The audience of this method is the designer of the font, not the user of the font. This returns a dictionary of fixes required, where the key is the area of support and the value is the set of fixes required.
- warns¶
Warnings
This returns CheckResult objects for all checks which returned a warning status.
- class shaperglot.CheckResult¶
The result of running a check
Remembering that determining language support is made up of _multiple_ checks which are added together, the result of an individual check could tell us, for example, that all base characters are present, or that some are missing; that some auxiliary characters are missing; that shaping expectations were not met for a particular combination, and so on.

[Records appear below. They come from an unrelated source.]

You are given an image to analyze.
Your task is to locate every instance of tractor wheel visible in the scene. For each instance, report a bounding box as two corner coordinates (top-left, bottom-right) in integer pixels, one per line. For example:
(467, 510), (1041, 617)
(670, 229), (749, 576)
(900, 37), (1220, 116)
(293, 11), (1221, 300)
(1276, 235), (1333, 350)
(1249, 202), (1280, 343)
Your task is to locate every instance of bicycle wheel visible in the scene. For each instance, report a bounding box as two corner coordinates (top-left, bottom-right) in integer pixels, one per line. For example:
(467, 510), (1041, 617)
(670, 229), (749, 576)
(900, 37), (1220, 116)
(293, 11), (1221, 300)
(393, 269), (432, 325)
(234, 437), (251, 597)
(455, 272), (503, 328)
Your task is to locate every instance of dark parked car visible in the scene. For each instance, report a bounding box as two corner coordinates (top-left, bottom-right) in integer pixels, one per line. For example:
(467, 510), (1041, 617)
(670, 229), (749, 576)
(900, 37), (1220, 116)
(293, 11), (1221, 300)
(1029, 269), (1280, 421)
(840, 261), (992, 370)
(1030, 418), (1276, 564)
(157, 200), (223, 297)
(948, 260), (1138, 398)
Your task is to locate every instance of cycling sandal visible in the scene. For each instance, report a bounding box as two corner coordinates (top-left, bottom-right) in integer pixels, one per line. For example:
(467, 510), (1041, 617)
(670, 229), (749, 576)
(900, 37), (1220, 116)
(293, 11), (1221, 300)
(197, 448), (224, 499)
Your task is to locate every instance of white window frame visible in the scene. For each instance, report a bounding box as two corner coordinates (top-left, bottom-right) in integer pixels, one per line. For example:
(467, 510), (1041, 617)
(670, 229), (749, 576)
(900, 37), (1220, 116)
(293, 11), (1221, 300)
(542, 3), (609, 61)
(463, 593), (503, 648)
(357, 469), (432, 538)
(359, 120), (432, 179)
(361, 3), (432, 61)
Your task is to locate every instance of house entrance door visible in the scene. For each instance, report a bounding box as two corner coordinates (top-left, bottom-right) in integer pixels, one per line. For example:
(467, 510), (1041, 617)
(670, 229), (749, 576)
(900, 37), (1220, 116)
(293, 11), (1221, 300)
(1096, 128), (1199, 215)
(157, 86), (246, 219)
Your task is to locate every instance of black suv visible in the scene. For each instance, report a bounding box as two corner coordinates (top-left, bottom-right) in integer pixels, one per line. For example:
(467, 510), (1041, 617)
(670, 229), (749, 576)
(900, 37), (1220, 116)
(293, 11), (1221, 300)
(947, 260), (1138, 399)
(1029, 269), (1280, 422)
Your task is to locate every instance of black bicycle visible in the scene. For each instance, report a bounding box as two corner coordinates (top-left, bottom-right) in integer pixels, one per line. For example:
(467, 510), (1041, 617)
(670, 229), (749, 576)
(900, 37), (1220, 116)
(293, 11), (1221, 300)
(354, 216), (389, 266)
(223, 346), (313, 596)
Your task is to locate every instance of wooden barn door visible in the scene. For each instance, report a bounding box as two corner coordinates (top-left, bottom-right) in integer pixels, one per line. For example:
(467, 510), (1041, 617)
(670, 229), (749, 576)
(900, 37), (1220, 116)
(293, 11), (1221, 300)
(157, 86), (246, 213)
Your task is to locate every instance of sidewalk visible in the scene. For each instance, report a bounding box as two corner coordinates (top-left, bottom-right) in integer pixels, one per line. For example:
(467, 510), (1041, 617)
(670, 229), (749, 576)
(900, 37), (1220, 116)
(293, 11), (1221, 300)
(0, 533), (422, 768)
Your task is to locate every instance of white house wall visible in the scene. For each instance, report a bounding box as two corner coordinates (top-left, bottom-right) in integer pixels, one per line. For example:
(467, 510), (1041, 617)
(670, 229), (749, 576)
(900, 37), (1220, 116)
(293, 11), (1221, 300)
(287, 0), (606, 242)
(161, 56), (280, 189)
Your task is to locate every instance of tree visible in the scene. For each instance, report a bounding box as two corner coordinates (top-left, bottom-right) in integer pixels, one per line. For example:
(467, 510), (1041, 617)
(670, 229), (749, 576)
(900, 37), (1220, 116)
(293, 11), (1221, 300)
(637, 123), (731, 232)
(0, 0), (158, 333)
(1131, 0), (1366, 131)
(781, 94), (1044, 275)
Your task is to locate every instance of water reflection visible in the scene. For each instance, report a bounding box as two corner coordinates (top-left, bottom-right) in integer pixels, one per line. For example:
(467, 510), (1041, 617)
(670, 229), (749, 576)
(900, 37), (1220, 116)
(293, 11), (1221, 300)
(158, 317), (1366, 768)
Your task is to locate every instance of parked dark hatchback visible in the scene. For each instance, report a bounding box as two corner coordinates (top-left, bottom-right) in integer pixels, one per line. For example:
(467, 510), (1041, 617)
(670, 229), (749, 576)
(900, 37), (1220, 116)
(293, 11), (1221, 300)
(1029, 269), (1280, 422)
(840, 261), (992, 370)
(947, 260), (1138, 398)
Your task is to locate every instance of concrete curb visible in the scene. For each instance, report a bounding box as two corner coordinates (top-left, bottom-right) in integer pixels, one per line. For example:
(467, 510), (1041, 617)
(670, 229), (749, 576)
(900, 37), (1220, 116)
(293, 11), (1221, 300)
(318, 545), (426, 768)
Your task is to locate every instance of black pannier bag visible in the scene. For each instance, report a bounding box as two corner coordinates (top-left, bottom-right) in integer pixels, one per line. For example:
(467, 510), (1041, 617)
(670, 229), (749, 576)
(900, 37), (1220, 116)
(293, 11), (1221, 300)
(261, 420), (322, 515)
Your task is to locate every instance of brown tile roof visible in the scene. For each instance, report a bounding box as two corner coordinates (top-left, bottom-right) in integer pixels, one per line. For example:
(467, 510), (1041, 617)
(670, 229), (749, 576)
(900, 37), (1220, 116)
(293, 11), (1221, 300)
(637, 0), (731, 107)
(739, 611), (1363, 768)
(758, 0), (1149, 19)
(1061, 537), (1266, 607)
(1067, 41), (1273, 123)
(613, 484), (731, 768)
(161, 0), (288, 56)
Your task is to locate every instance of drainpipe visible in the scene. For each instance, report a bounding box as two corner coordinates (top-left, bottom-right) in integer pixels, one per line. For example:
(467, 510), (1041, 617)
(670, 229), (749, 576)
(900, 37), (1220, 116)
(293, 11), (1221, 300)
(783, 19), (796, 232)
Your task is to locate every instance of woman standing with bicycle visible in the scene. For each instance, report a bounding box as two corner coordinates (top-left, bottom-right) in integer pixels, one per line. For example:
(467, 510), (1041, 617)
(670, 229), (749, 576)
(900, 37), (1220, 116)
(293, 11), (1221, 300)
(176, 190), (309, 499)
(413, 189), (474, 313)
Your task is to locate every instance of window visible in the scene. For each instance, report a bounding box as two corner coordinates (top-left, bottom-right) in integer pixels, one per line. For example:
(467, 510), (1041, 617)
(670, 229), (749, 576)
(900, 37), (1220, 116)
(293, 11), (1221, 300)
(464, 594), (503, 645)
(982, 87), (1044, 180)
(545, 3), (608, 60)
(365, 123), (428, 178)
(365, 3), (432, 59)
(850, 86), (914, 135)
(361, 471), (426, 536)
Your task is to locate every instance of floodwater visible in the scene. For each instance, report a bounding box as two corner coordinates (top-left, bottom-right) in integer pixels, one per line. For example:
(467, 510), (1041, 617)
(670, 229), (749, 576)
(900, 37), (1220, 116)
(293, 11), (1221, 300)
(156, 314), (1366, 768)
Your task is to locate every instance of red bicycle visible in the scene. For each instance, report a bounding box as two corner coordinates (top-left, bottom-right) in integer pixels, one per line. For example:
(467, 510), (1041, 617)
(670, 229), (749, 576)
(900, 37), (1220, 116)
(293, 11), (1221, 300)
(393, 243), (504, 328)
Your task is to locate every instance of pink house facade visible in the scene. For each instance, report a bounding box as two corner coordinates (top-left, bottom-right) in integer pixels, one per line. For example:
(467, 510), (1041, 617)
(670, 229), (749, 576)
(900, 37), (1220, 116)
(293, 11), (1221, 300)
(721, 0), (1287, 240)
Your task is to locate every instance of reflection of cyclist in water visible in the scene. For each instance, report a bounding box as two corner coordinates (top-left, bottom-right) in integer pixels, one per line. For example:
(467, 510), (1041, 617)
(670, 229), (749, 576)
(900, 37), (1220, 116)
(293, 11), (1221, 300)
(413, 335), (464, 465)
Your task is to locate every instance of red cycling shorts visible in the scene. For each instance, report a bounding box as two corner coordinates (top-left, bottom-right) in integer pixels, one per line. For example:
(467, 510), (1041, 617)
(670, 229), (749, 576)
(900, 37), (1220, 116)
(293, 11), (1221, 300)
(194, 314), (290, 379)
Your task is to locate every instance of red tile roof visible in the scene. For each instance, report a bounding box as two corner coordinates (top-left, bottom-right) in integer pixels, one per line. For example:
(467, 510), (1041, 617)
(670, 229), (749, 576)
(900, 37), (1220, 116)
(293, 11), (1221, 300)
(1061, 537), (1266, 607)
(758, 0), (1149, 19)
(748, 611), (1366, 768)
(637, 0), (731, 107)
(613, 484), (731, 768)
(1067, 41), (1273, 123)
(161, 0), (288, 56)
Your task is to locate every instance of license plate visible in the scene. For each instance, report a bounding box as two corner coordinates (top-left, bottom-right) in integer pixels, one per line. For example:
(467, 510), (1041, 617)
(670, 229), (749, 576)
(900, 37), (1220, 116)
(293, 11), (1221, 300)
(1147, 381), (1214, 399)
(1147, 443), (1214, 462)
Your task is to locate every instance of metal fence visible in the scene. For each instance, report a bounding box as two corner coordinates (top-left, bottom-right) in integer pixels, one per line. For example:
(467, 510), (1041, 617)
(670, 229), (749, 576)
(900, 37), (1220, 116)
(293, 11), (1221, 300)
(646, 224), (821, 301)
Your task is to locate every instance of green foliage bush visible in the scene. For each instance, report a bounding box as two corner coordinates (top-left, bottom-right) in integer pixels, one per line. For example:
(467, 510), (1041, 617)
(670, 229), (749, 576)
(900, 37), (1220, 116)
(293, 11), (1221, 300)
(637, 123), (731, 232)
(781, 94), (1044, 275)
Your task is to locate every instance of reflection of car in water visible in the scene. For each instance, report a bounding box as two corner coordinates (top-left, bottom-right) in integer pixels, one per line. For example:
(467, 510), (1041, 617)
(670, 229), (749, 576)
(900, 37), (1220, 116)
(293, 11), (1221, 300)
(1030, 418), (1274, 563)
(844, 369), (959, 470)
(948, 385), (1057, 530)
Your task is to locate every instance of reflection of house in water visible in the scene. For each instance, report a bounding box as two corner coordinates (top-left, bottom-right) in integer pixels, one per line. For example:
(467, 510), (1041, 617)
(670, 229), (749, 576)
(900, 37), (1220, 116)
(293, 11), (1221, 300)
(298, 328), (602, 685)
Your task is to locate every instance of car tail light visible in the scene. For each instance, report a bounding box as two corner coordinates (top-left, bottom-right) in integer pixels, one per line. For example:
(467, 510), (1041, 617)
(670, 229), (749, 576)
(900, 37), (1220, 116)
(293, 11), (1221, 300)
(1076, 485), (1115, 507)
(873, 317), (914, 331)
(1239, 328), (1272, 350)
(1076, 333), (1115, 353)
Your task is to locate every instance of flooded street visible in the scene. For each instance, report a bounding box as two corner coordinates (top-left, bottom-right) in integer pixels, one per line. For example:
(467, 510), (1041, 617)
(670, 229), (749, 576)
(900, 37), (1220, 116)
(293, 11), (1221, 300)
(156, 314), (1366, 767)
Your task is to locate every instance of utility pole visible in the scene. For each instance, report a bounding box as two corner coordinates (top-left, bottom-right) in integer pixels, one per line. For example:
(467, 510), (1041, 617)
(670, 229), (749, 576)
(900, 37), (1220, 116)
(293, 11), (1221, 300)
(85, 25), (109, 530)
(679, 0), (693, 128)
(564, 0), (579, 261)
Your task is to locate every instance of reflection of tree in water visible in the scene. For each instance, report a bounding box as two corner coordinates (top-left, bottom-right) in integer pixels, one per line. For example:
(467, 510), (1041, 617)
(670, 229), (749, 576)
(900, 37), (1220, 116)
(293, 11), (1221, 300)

Looking in CheckResults can give us a lower-level indication of what is needed for support to be added for a particular language; for a higher-level overview (“is this language supported or not?”), look at the Reporter object.
- is_success¶
Whether the check was successful
- message¶
The message of the check result
- problems¶
The problems found during the check
These “problems” are aimed towards font designers, to guide them towards adding support for a particular language.
- Returns:
A list of problems found during the check
- Return type:
List[Problem]
- status_code¶
The result of the check
- Returns:
The result of the check - one of “PASS”, “WARN”, “FAIL”, “SKIP” or “STOP”
- Return type:
str
- class shaperglot.Problem¶
A problem found during a check
- check_name¶
The name of the check that found the problem
- code¶
A status code (e.g.
bases-missing)
- context¶
The context of the problem
- Returns:
A dictionary of additional information about the problem
- Return type:
dict
- message¶
A textual description of the problem
- terminal¶
Whether the problem is terminal
Some problems are so bad that there’s no point testing for any more language coverage. (Imagine checking a font for Arabic support which is missing the letter BEH. Once you’ve determined that, there’s not much point checking if it supports correct shaping behaviour.)
Handling languages¶
- class shaperglot.Languages¶
The language database
Instantiating Languages object loads the database and fills it with checks. The database can be used like a Python dictionary, with the language ID as the key. Language IDs are made up of an ISO639-3 language code, an underscore, and a ISO 15927 script code. (e.g. en_Latn for English in the Latin script.)
- disambiguate(lang)¶
Try to find a matching language ID given an ID or name
This will try to find a language ID that matches the given string; it will return a list of candidate language IDs. For example, if you provide “en”, it will return “en_Latn” and “en_Cyrl” if those are in the database. Otherwise, it will look for a matching name - if you provide “english”, it will return “en_Latn”.
- Parameters:
lang (str) – The language ID or name to search for
- Returns:
A list of candidate language IDs
- Return type:
List[str]
- keys()¶
Get a list of all language IDs in the database
- Returns:
A list of all language IDs in the database
- Return type:
List[str]
- class shaperglot.Language¶
A language in the database
For backwards compatibility, this can be used as a dictionary in a very limited way; the following keys are supported:
name: The name of the language
language: The language code
autonym: The autonym of the language (name of the language in the language itself)
- auxiliaries¶
Auxiliary characters
Auxiliary characters are not required but are recommended for support. The most common case for these is for borrowed words which are occasionally used within the language. For example, the letter é is not a required character to support the English language, but the word “café” is used in English and includes the letter é, so is an auxiliary character.
- Returns:
A list of auxiliary characters
- Return type:
List[str]
- bases¶
Base characters needed for support
- Returns:
A list of base characters needed for support
- Return type:
List[str]
- marks¶
Marks needed for support
- Returns:
A list of marks needed for support
- Return type:
List[str]
Low level check information¶
- class shaperglot.Check¶
A check to be executed
This is a high-level check which is looking for a particular piece of behaviour in a font. It may be made up of multiple “implementations” which are the actual code that is run to check for the behaviour. For example, an orthography check will first check bases, then marks, then auxiliary codepoints. The implementations for this check would be “given this list of bases, ensure the font has coverage for all of them”, and so on.
- description¶
A human-readable description of the check
- Returns:
A string describing the check
- implementations¶
An array of human-readable descriptions for what the check does.
- Returns:
An array of strings describing the check